The bones, or vertebrae, that make up the spine are separated by discs. These discs allow for range of motion, standing, sitting, walking and are subject to a lot of everyday wear and tear. Over time and with age, disc degeneration may happen and this typically causes low-level chronic pain, which can flare up at times resulting in numbness, weakness and shooting pain that radiates down the arms or legs. The most painful degenerative disc conditions occur in the neck and lumbar spine, or lower back because these areas of the spine move the most and receive the most amount of stress over a person’s lifetime.
Degenerative disc problems are actually considered a condition, rather than a disease and naturally occur with the aging process. The degeneration refers to the disc itself not the progression of the condition over time. Most of the time, degenerative disc disease can be managed with non-surgical treatments.
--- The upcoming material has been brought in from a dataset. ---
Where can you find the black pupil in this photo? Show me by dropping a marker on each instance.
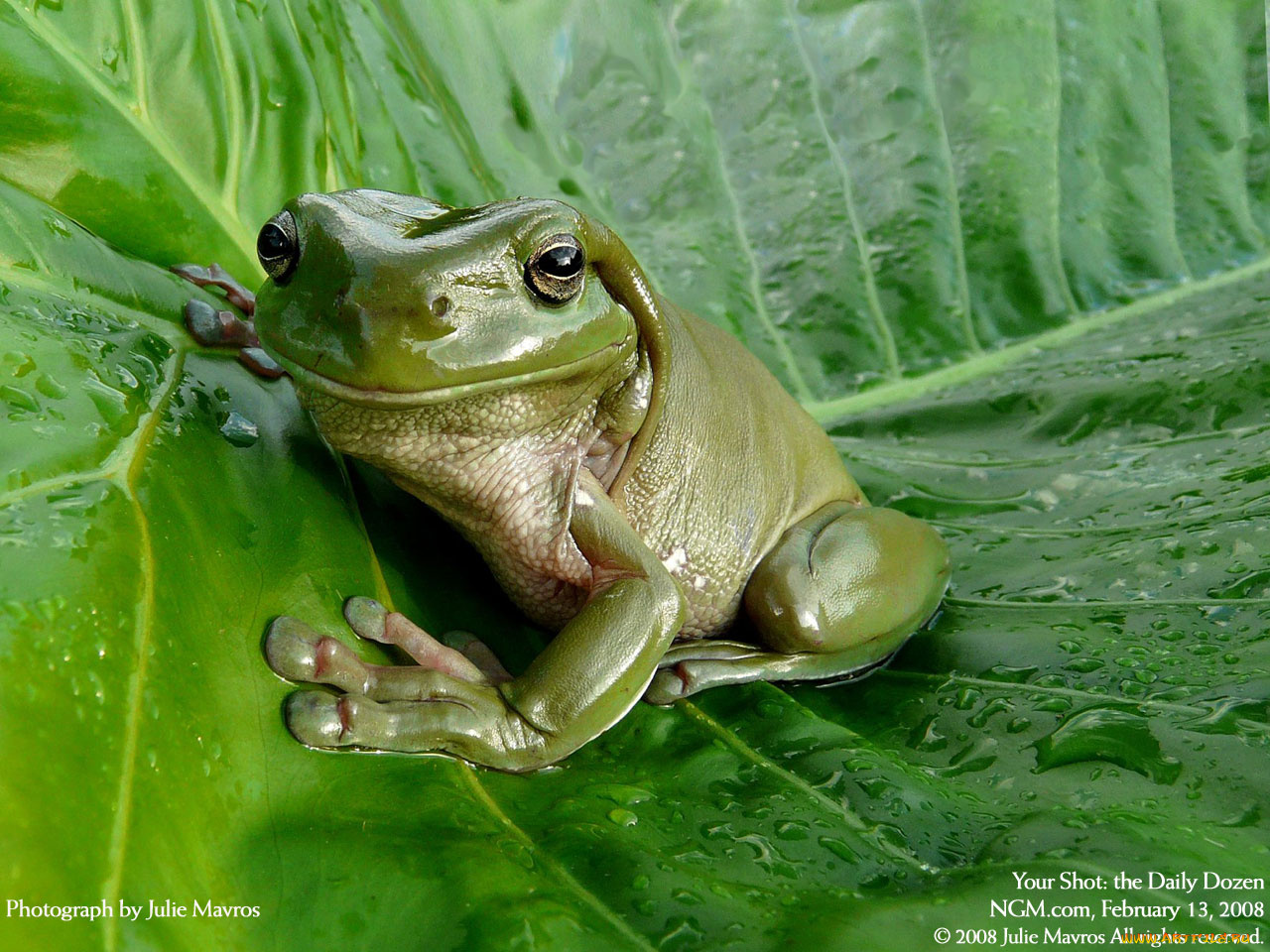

Talk to your doctor about taking steps to treat your degenerative disc problems with non-surgical techniques including physical and/or occupational therapy, rest, gentle and regular back exercises, anti-inflammatory and pain relief medications, muscle relaxants, adequate sleep, weight loss (if applicable), or perhaps an assistive device such as a cane.
If you have degenerative disc disease, it is important to seek treatment and monitor your pain to make sure that your condition does not lead to addition issues such as spinal stenosis, osteoarthritis, degenerative spondylolisthesis or even scoliosis.